When Siblings Share More or Less Than Expected
In rare cases, a genetic event called uniparental disomy can shift how much DNA siblings share. This occurs when a child inherits both copies of a particular chromosome from the same parent instead of one from each. It typically results from errors during egg or sperm cell formation, where an extra chromosome copy gets included and a “rescue” mechanism in the early embryo discards one copy to restore the normal count. If the wrong copy gets discarded, the child ends up with two copies from one parent.
Uniparental disomy for a single chromosome is uncommon and usually affects only a small fraction of total DNA. It can sometimes cause health issues if it leads to two copies of a faulty gene or disrupts genes that function differently depending on which parent they came from. But for sibling comparison purposes, it would only nudge the overall sharing percentage by a small amount on one chromosome.
Sibling DNA in Forensic Investigations
Law enforcement sometimes uses a technique called familial DNA searching, where a crime scene sample is compared against a DNA database to find not just direct matches but close relatives of a potential suspect. Full siblings and parent-child pairs produce the strongest signals in these searches. Half-sibling relationships can technically be detected but are often excluded from search protocols because the weaker genetic overlap makes them less reliable as leads.

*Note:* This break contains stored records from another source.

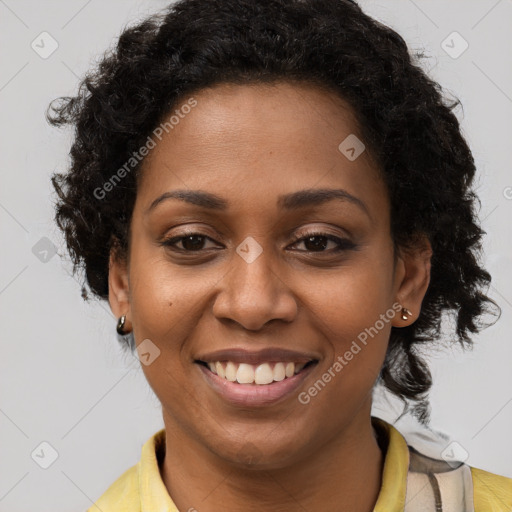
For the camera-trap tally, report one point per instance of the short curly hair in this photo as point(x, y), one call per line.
point(407, 123)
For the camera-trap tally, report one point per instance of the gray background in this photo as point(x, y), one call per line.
point(63, 378)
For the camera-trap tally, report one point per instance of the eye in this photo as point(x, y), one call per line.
point(191, 242)
point(318, 242)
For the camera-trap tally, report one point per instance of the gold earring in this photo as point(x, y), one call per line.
point(120, 325)
point(406, 314)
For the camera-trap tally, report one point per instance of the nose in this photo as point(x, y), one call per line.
point(253, 293)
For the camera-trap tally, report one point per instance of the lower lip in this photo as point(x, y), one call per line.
point(255, 395)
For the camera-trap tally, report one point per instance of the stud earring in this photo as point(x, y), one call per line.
point(120, 325)
point(406, 314)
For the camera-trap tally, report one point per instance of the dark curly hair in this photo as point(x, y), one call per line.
point(408, 126)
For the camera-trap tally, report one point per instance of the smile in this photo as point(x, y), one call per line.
point(258, 374)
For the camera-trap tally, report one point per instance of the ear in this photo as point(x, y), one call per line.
point(412, 277)
point(119, 287)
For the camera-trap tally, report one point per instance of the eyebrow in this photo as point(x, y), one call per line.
point(292, 201)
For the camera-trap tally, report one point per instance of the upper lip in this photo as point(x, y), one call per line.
point(266, 355)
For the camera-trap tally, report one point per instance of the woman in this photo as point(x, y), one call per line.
point(276, 202)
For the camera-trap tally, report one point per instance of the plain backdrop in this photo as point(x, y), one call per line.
point(64, 381)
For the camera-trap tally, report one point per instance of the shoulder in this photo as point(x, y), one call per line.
point(122, 495)
point(491, 492)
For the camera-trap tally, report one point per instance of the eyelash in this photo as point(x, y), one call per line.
point(343, 243)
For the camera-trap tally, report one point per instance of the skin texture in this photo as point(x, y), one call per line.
point(250, 144)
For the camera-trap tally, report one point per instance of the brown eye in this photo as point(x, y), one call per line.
point(191, 242)
point(318, 242)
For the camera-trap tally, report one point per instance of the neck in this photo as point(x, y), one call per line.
point(343, 475)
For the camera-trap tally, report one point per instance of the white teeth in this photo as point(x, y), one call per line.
point(245, 373)
point(279, 371)
point(220, 369)
point(264, 373)
point(231, 371)
point(298, 367)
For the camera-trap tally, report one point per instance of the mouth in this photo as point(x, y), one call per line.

A familial DNA search never serves as evidence on its own. It generates an investigative lead, pointing detectives toward a family rather than a specific person. Investigators then obtain a direct DNA sample from the actual suspect and run a standard one-to-one comparison. Only that exact match is used in court. The sibling or parent connection simply narrows the search, much like a witness description might narrow a suspect pool without proving guilt.